Я вызвал Перуккио на откровенность. Какие же такие факторы, содержащиеся в лечебной грязи, могли повлиять на мой мозг? Еще какой-нибудь из этих эндорфинов, которые вызывают у меня ощущение дежа вю? А почему бы и нет? Это, пожалуй, наиболее вероятная гипотеза. Но почему только в этот раз, а не во время предыдущих лечений?

И почему только я один этим страдаю среди множества всех этих курортников? Я оставался в раздумьях.

Мы спустились. Я не осмеливался спросить Перуккио о его гонораре.

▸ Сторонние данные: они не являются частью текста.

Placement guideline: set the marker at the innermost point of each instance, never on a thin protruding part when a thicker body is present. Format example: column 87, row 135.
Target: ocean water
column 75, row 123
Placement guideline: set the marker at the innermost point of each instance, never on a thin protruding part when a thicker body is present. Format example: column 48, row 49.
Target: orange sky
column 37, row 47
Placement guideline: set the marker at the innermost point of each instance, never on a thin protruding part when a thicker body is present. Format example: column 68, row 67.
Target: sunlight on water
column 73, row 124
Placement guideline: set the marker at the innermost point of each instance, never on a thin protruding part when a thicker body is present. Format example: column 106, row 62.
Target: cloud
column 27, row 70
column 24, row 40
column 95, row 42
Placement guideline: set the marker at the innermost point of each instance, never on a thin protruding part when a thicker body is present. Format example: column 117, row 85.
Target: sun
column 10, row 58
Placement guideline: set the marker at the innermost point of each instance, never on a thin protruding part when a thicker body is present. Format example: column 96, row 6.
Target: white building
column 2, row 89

Внезапно у меня возникла мысль предложить ему камчатские грязи. Ведь их у него не было. Конечно, можно было бы попросить этого чертового Сергея — в качестве частичного возмещения за скорее всего украденные им диск компьютера и, возможно, вещество GB169. А если Сергей не сможет, то мой московский друг М., который часто бывает на Камчатке, с удовольствием окажет мне эту услугу.

— А знаете, дорогой коллега, — сказал Перуккио, провожая меня до двери, — эта ваша рассеянность, психический автоматизм… ведь все это может быть связано с нарушением сновидений. Хоть вы и великий специалист по снам, но ведь известно, что врач сам себя не лечит. Вам стоит сходить на консультацию к доктору Глории Земински. Она сексоонейролог, или онейросексолог, уж не знаю. Я слышал ее доклад на одной конференции два-три месяца назад. Она производит впечатление серьезного исследователя. Сходите-ка к ней на консультацию.

— Почему бы и нет?

— Она живет недалеко отсюда, на виа Санта-Лючия. Я ей сейчас позвоню и узнаю, сможет ли она вас сегодня принять. Ваше имя ей наверняка известно.

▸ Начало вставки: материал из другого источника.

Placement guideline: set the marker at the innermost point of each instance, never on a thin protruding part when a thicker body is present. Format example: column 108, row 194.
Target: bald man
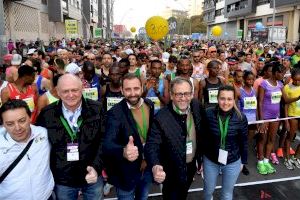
column 74, row 131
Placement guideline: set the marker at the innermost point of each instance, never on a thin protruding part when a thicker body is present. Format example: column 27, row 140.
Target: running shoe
column 288, row 164
column 292, row 152
column 270, row 168
column 279, row 153
column 245, row 170
column 295, row 161
column 261, row 169
column 106, row 189
column 274, row 159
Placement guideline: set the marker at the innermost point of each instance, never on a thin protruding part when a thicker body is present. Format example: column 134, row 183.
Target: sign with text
column 71, row 28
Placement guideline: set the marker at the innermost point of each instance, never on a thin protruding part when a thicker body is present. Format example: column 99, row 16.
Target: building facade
column 234, row 15
column 45, row 19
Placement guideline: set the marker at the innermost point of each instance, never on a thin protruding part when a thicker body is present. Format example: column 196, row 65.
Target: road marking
column 236, row 185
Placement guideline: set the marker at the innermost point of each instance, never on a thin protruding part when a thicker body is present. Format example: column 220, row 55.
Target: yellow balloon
column 217, row 31
column 133, row 29
column 157, row 27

«Онейрологи всех стран, соединяйтесь!» — посмеялся я про себя.

Он скоро вернулся.

— Вам везет. Она сможет вас принять через два часа. Можете пройтись пешком. По дороге выпейте капучино в кафе Педрокки.

вернуться

66

Римская академия, одна из старейших в мире, объединяет ученых различных направлений (примеч. ред.).